Por su parte, el bloque peronista, representado por Martín Soria, respaldó la postura de impugnación. “Desde nuestro bloque no vamos a convalidar esta vulneración totalmente compulsiva y arbitraria del reglamento y de la Constitución que hoy están haciendo”, afirmó Soria, dejando claro que no participarán en un proceso que consideran ilegal.
Mientras tanto, Bullrich, en su rol de presidenta de la comisión, no defendió su procedimiento y apuró la continuidad del debate. Sin entrar en la discusión sobre la legalidad del proceso, insistió en proceder con la elección de las autoridades y la puesta en marcha de la comisión. La actitud de Bullrich ha generado aún más descontento entre sus opositores, quienes consideran que la reforma "avasalla todos los derechos" de los trabajadores.
El hecho de que el peronismo haya decidido no participar en estas reuniones y judicializar el proceso resalta la seriedad de la situación. Mayans, en declaraciones a la prensa, expresó que el proyecto tiene “vicios de inconstitucionalidad porque viola el 14 bis”, un artículo que protege los derechos laborales en Argentina. Su advertencia sugiere que, de continuar en este camino, el gobierno podría enfrentar una dura batalla legal.

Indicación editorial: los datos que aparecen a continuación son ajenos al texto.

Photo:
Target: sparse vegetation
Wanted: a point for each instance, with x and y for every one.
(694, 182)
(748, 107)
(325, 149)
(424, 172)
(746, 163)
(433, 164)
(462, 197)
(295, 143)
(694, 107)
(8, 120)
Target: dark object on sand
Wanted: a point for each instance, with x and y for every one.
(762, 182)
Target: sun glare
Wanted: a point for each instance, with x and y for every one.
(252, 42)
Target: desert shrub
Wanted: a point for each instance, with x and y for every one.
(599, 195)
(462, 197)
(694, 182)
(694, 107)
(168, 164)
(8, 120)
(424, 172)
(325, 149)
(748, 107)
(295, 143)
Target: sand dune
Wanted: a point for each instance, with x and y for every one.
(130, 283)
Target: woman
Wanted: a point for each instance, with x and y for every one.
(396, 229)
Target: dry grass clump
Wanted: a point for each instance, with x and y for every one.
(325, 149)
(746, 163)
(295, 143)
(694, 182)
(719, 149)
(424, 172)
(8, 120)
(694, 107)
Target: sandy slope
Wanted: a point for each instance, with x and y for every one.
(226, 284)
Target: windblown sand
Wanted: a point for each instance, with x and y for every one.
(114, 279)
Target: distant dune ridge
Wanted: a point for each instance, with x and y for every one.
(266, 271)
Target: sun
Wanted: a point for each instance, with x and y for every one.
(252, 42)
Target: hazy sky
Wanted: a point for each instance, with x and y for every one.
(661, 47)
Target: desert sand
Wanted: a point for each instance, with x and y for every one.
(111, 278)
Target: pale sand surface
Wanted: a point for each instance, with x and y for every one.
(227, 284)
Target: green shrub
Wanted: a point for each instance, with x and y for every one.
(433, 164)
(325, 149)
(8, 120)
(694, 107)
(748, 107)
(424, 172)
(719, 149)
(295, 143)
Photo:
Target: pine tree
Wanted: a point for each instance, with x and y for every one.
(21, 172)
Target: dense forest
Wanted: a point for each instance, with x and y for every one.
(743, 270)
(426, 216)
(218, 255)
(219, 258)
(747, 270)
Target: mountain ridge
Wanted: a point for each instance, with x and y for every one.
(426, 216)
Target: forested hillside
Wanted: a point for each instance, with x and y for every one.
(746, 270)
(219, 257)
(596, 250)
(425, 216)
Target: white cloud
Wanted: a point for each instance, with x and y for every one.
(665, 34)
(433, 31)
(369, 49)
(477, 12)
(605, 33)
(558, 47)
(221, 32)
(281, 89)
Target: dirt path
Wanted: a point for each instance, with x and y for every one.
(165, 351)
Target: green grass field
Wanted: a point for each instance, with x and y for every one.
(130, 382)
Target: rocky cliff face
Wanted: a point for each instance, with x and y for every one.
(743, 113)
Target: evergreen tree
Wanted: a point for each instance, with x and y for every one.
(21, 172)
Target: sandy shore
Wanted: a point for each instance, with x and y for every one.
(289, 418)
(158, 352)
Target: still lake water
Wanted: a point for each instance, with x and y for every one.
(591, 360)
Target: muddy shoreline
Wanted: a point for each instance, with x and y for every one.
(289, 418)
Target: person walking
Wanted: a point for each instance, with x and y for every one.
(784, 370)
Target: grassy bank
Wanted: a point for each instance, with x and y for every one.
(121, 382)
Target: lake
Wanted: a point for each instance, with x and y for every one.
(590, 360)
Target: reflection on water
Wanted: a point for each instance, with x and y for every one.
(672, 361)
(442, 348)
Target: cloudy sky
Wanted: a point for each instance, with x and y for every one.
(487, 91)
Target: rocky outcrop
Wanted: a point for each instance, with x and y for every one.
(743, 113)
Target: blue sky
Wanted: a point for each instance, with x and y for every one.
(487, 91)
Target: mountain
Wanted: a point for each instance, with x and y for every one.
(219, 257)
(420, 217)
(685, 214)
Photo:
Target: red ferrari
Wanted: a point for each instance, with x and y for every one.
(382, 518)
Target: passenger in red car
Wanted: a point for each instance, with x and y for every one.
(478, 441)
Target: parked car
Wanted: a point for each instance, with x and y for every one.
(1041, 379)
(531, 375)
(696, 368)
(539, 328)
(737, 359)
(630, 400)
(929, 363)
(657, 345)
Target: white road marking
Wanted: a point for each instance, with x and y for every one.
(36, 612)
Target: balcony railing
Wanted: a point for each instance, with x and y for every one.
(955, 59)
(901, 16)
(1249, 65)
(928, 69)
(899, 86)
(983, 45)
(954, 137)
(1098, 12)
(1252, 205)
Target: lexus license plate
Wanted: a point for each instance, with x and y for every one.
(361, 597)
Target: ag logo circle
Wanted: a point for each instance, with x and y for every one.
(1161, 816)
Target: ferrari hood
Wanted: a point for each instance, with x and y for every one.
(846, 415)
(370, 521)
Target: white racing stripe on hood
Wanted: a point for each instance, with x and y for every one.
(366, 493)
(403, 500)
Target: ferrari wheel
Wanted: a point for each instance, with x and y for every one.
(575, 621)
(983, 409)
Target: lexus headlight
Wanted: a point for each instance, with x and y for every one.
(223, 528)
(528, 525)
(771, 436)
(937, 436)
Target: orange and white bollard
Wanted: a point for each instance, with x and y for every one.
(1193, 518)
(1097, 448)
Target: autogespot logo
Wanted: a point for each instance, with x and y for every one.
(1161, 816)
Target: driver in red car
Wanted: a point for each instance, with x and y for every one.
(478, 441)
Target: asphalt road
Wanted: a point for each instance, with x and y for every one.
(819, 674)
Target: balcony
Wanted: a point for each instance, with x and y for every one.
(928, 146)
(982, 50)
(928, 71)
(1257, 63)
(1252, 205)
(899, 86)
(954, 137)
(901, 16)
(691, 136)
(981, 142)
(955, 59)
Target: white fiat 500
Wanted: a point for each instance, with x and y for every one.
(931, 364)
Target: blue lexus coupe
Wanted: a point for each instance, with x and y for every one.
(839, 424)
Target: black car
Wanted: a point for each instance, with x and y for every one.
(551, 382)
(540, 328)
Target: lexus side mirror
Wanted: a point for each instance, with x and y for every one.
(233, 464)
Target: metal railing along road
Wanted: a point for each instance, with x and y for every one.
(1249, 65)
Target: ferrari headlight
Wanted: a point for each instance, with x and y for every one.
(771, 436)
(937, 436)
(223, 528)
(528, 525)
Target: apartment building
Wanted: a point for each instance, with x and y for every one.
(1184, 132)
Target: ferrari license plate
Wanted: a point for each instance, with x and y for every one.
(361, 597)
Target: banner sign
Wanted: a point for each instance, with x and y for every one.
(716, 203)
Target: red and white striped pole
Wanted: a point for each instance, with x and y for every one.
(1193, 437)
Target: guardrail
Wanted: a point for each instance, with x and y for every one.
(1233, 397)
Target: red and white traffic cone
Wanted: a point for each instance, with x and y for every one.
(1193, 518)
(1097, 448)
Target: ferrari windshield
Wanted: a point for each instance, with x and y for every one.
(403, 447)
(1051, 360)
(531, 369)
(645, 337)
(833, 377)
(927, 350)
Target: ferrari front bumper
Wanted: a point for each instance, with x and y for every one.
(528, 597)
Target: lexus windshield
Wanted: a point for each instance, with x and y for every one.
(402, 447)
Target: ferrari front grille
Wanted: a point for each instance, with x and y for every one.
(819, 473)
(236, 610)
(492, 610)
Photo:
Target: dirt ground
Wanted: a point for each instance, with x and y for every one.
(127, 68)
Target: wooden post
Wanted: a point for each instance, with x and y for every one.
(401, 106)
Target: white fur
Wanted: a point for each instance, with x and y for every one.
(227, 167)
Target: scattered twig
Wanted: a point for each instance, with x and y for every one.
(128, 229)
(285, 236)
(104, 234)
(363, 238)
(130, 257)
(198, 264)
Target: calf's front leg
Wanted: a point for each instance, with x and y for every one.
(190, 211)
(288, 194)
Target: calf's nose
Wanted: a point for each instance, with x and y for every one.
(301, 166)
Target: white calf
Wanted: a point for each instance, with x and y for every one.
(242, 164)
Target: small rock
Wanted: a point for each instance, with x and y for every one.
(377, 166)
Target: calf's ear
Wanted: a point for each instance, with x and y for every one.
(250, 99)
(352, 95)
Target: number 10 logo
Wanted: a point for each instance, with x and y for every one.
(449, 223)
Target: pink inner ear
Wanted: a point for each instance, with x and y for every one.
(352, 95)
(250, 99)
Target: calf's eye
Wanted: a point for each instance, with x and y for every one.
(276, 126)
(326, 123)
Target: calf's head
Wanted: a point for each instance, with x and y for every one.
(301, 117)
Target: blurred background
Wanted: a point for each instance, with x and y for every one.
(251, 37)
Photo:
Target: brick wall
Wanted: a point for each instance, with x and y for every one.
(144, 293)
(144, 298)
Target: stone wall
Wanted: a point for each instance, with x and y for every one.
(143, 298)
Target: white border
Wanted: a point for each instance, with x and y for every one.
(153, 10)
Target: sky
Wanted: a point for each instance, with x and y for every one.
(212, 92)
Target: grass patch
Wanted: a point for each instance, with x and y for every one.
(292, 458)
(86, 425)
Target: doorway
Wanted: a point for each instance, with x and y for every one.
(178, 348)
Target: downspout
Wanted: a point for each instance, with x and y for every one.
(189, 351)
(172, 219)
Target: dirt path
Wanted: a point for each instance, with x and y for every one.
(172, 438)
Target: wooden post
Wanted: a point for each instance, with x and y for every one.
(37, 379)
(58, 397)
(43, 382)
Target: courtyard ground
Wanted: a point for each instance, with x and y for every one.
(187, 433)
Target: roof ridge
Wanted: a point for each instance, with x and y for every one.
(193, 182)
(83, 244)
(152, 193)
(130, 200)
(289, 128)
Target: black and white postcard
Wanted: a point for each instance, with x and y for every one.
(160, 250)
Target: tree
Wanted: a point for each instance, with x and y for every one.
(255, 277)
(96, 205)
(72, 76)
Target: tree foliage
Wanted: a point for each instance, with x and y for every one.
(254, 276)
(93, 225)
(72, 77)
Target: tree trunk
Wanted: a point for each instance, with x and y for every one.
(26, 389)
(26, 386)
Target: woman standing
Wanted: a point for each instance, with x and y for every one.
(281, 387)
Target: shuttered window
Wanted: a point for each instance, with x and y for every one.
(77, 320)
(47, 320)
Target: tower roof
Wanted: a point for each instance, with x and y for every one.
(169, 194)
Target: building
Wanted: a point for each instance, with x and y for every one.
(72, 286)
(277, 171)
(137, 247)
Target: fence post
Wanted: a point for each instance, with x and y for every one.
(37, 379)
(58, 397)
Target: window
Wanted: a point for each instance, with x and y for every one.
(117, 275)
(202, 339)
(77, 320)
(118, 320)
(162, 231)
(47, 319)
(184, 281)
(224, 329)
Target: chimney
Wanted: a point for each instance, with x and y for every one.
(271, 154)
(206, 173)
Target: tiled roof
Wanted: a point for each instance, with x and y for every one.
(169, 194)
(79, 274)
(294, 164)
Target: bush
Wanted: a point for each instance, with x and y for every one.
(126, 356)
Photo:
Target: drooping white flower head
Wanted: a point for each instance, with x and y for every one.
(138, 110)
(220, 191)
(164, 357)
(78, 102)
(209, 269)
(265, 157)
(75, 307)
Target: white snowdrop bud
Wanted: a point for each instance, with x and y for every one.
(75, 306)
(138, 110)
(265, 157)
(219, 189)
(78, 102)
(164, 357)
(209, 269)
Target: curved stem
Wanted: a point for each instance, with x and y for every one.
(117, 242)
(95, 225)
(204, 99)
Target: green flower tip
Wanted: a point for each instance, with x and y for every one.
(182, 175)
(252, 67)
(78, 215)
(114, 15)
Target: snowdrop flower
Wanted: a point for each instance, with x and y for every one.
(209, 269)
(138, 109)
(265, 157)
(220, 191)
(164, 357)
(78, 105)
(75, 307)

En este contexto, es importante destacar la relevancia de esta reforma laboral para el futuro del trabajo en Argentina. Con la participación de más de 40 sindicatos de transporte que se suman a la marcha contra la reforma, la oposición se ha consolidado como una fuerza considerable. El clima político se calienta no solo en el Senado, sino también en la calle, donde la protesta social podría intensificarse si se avanza con una legislación que muchos consideran regresiva.
La situación en el Senado es un reflejo de una crisis más profunda en la política argentina, donde la falta de acuerdo y diálogo puede llevar a consecuencias graves para el futuro del trabajo y los derechos de los trabajadores. La pregunta que muchos se hacen es hasta dónde está dispuesta a llegar la exministra Bullrich para conseguir la aprobación de una reforma que, según sus críticos, carece de legitimidad y respeto por las instituciones.